Undercover Maid of All Work
She went undercover to find Swede Annie, hiring on as a maid of all work — scrubbing floors, cleaning rooms, collecting rent, emptying garbage, running errands for lodgers and cooking meals — for $6 a week. In return, she would live rent-free in a “dark, wretched little hole under the stairs.”
Interviewed by the NY Times, Goodwin explained how she dressed the part “with slatternly clothing and frowsy hair.” Wearing an old kimono from home as she worked, Goodwin watched the lodgers by day and, fueled by strong coffee, roamed the halls at night, standing outside doorways, listening at keyholes, and sneaking out in the wee hours to report back to the NYPD.
It was through one of those keyholes she heard Swede Annie tell her roommate, “Well, Eddie the Boob turned the trick, all right.”
Myrtle Spills the Beans
Goodwin knew from her years as a matron that down-on-their luck women often confided in the hired help. So when she saw Myrtle Hoyt fuming in their room a week later, she asked one simple question: “What’s wrong?”

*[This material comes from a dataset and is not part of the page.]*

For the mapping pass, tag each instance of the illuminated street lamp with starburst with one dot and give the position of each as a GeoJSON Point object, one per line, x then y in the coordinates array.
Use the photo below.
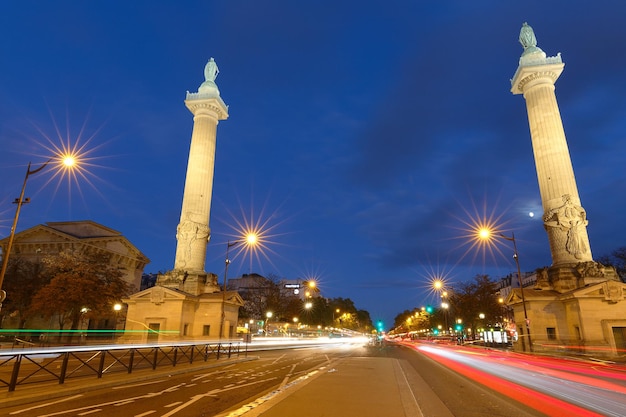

By the time Hoyt stopped talking, Goodwin had learned Eddie the Boob Kinsman and Swede Annie Hull had been on an upstate shopping spree. When Hull returned in fancy new clothes and flashing a wad of money, she told Hoyt she was moving out, and that she and Kinsman were staying in a downtown hotel before heading for California.
Thanks to Isabella Goodwin, four NYPD detectives were waiting at Grand Central station to arrest Eddie the Boob Kinsman as he was about to purchase two tickets west. He was charged with highway robbery and assault with attempt to kill and was eventually sentenced for three to six years.
The morning after his arrest, Goodwin was called to the commissioner’s office and upgraded to the rank of detective lieutenant with a hefty salary bump to $2,2500 a year. Not only had she become the NYPD’s first female detective, but The Brooklyn Daily Eagle proclaimed her “the best known woman sleuth in the United States.”
In 1918, NYPD brought its first six police women into the squad. Paid $1,200 a year, they were issued handcuffs, a revolver and a summons book — but no uniforms. Three years later, Goodwin was picked to lead the department’s new Women’s Bureau, a division of 26 female officers charged with overseeing cases involving prostitutes, runaways, truants, and victims of domestic violence. And in 1924 she worked with prosecutors investigating fraudulent medical practices to help clinch several high-profile arrests before retiring later that year.
By the time she retired, Isabella Goodwin had spent 30 years with the NYPD, helping serve and protect generations of New Yorkers. But she benefited from her years of service as well, saying, “Oh, the things I have learned about poor, weak human nature! My experiences would fill a book.” Which they did in 2011, when The Fearless Mrs. Goodwin: How New York’s First Female Detective Cracked the Crime of the Century was written by Elizabeth Mitchell.
Today there are about 6,570 women on the NYPD’s 36,500-member force, or about 18%. They include 781 detectives, 753 sergeants and 200 lieutenants. Goodwin once said women made strong detectives thanks to their ability to “sense things for which at first you have no actual proof” — in other words, women’s intuition — but added she was proud to show “just what a woman can do when the chance comes her way.”
Isabella Goodwin died of colon cancer in October 1943 at the age of 78. She is buried in Brooklyn’s famous Green-Wood Cemetery, founded in 1838 as one of America’s first rural cemeteries, under the name Isabella Seaholm, reflecting the name of her second husband.